Llegué a mi lugar de trabajo, una cafetería pequeña. No podía quejarme el lugar era muy acogedor, sobre todo por los dueños Margareth y Francisco, quienes me dieron la oportunidad de trabajar, ellos conocen mi enfermedad y a pesar de eso permitieron quedarme. 

— Buenos días Margareth — Saludé al llegar, ella estaba en la cocina, sola y preparando todo para poder abrir

— Hola Bell, puntual como siempre

— Ya me conoces, iré a cambiarme para ayudarte. — En la parte de atrás estaba una pequeña habitación, la bodega como le decíamos, ya que allí se encontraban todos los suministros, en una esquina se encontraba un vestidor. Me puse el uniforme: una camisa verde, un delantal blanco y una coleta en mi cabello. 

— Buenos días, Bell — saludó mi amiga Diana, ella era mi única amiga. Vivimos juntos por un año, pero la verdad que le provoqué muchos problemas debido a mi enfermedad, pareciera que ser mitómana es algo tan inofensivo, pero no es así, mentir todo el tiempo, no poder ser sincero con las personas, que ellos te odien por que les mentiste, eso es lo peor de todo, cuando te descubren. Estuve a punto de perderla, pero cuando le conté sobre mi enfermedad me apoyó, pero decidimos que lo mejor era que cada quien viviera por su lado. 

— Buenos días, Diana 

— Creo que Franscisco se levantó de mal humor, estaba en la cocina con Maggy y se veían que estaban como discutiendo

— Tal vez lo de la hipoteca los tiene nerviosos. 

— Si creo que se trata de eso. 

Salí de la bodega y tal como Diana me había comentado se notaba que Francisto, se encontraba tenso — ¡Buenos días, Francisco! — Saludé 

— Buenos días Bell, ¿Puedes ayudar a Maggy con las mesas? — Asentí. Esa era mi rutina todos los días. De mi casa a la cafetería y viceversa. 

El día fue como todos, atendiendo a la personas que llegan al lugar, a pesar de estar en uno de los lugares más alejados de la universidad, muchas personas nos visitaba, se tenía un pequeño espacio de lectura, especialmente para aquellos que iban por un buen café y querían leer un libro. 

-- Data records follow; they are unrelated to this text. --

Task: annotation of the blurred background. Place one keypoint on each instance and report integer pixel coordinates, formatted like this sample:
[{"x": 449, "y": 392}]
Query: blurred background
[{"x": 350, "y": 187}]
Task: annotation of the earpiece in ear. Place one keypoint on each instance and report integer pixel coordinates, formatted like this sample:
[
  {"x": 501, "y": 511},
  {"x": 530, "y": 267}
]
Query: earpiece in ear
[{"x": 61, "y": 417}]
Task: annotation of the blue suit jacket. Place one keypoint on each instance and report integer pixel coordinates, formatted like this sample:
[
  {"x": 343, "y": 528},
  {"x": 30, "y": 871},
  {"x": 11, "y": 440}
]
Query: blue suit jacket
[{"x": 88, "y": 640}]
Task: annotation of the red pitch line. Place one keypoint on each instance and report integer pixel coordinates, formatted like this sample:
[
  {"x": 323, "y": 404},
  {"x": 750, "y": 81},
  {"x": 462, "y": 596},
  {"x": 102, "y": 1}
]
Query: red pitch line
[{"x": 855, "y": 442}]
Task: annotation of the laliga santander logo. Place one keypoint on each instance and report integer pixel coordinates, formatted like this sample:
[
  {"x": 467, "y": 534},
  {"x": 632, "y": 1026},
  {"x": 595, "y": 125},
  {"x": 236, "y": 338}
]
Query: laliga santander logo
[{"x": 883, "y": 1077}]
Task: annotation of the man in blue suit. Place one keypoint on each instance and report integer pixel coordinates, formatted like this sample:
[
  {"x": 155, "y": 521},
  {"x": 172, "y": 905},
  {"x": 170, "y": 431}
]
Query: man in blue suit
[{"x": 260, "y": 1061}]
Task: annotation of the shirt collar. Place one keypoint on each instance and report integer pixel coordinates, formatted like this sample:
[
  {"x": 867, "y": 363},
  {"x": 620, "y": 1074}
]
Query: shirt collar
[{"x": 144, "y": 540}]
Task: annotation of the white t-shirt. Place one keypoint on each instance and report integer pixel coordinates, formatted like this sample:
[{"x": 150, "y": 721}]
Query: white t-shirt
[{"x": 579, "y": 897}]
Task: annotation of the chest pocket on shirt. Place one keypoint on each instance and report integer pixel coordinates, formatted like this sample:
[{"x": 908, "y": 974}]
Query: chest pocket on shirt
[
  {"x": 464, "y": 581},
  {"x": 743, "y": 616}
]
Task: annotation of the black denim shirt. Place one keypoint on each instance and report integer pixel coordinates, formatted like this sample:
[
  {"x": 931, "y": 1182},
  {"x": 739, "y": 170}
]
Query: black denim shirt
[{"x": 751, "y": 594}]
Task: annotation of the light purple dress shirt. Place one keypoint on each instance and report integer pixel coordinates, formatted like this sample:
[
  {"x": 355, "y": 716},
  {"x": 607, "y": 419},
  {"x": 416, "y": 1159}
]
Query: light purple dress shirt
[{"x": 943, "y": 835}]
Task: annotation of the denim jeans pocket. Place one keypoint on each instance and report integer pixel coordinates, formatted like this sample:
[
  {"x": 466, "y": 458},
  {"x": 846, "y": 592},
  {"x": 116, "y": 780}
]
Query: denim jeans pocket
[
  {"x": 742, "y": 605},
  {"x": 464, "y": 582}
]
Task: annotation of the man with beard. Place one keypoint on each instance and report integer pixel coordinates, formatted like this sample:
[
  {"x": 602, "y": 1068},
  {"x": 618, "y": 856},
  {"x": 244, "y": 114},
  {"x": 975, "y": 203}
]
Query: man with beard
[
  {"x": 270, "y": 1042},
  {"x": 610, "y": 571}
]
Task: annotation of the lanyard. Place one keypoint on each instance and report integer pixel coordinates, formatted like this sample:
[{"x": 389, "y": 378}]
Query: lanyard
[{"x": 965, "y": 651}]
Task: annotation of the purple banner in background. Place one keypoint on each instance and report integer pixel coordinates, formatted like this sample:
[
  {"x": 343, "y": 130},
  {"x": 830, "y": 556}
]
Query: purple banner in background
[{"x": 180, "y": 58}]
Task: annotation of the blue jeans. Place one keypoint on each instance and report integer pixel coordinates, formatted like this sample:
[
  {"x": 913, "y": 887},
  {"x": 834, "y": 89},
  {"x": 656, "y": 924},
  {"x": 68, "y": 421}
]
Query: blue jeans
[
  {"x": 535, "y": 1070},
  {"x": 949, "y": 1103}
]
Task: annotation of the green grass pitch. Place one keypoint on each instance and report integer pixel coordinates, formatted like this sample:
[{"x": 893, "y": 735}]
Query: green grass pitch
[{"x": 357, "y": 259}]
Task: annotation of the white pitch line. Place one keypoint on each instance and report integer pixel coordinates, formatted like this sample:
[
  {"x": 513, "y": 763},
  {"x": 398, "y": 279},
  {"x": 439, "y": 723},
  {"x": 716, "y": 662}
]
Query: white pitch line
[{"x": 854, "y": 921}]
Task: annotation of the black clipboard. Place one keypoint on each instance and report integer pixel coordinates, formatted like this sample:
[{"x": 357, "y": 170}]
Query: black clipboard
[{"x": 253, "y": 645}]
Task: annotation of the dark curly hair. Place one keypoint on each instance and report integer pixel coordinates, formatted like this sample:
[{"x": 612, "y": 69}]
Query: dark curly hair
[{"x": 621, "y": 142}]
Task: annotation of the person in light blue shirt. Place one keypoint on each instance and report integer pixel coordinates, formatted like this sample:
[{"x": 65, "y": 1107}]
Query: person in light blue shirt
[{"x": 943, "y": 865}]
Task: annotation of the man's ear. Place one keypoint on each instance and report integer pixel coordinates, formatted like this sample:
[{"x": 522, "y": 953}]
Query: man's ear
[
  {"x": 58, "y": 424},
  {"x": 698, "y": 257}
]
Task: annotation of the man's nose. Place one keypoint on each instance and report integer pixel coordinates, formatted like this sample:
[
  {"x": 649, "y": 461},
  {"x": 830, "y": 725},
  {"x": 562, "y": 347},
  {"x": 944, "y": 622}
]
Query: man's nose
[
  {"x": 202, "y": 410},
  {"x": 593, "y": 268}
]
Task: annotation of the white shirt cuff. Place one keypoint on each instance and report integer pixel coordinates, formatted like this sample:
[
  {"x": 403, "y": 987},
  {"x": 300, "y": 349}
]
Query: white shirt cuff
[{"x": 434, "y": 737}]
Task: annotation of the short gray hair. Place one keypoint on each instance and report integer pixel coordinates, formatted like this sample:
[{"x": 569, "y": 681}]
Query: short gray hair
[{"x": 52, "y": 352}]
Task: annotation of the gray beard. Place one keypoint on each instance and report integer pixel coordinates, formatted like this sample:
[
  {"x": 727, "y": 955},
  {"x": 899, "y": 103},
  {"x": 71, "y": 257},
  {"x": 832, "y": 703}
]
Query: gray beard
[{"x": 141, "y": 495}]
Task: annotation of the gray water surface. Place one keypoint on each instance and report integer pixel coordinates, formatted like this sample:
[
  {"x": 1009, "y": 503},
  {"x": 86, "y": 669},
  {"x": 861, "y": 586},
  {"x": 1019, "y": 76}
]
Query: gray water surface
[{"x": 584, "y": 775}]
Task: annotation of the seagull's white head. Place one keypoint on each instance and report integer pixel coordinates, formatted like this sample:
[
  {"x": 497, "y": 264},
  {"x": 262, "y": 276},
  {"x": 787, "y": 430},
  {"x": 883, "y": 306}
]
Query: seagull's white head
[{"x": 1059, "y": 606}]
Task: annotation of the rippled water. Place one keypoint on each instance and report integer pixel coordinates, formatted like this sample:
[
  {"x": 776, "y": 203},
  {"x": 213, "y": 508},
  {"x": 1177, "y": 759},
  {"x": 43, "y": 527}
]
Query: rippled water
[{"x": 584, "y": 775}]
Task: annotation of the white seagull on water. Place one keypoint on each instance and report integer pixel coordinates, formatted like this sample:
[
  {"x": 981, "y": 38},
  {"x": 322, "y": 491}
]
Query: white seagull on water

 — ¿Has visto que los chicos ya están aquí? — Susurró Diana en mi oído 

— No, Diana ni siquiera lo había visto. 

— Bell no me mientas, desde que entraron por aquella puerta no paras de ver a Jeicy, que la verdad no tengo idea de porqué te llama la atención, es el más raro de los tres. — Jeicy era un profesor de la Universidad de Chicago, lo sabía porque Diana me lo contó.

— Buenas tardes bellezas — Saludó Pablo. 

— Hola mi amor — saludó mi amiga con un casto beso en sus labios — En un momento tomó su orden —. Pablo era el novio de Diana y amigo de Jeicy, ellos eran tres amigos Pablo, Peter y Jeicy y aunque él era el más callado de los tres era quien me llamaba la atención, bueno realmente me gustaba. 

— ¿Por qué no la toma Bell? — Preguntó 

— No, lo haré yo — Mencionó mi amiga. Ella sabía perfectamente que estar cerca de Jeicy, me ponía nerviosa.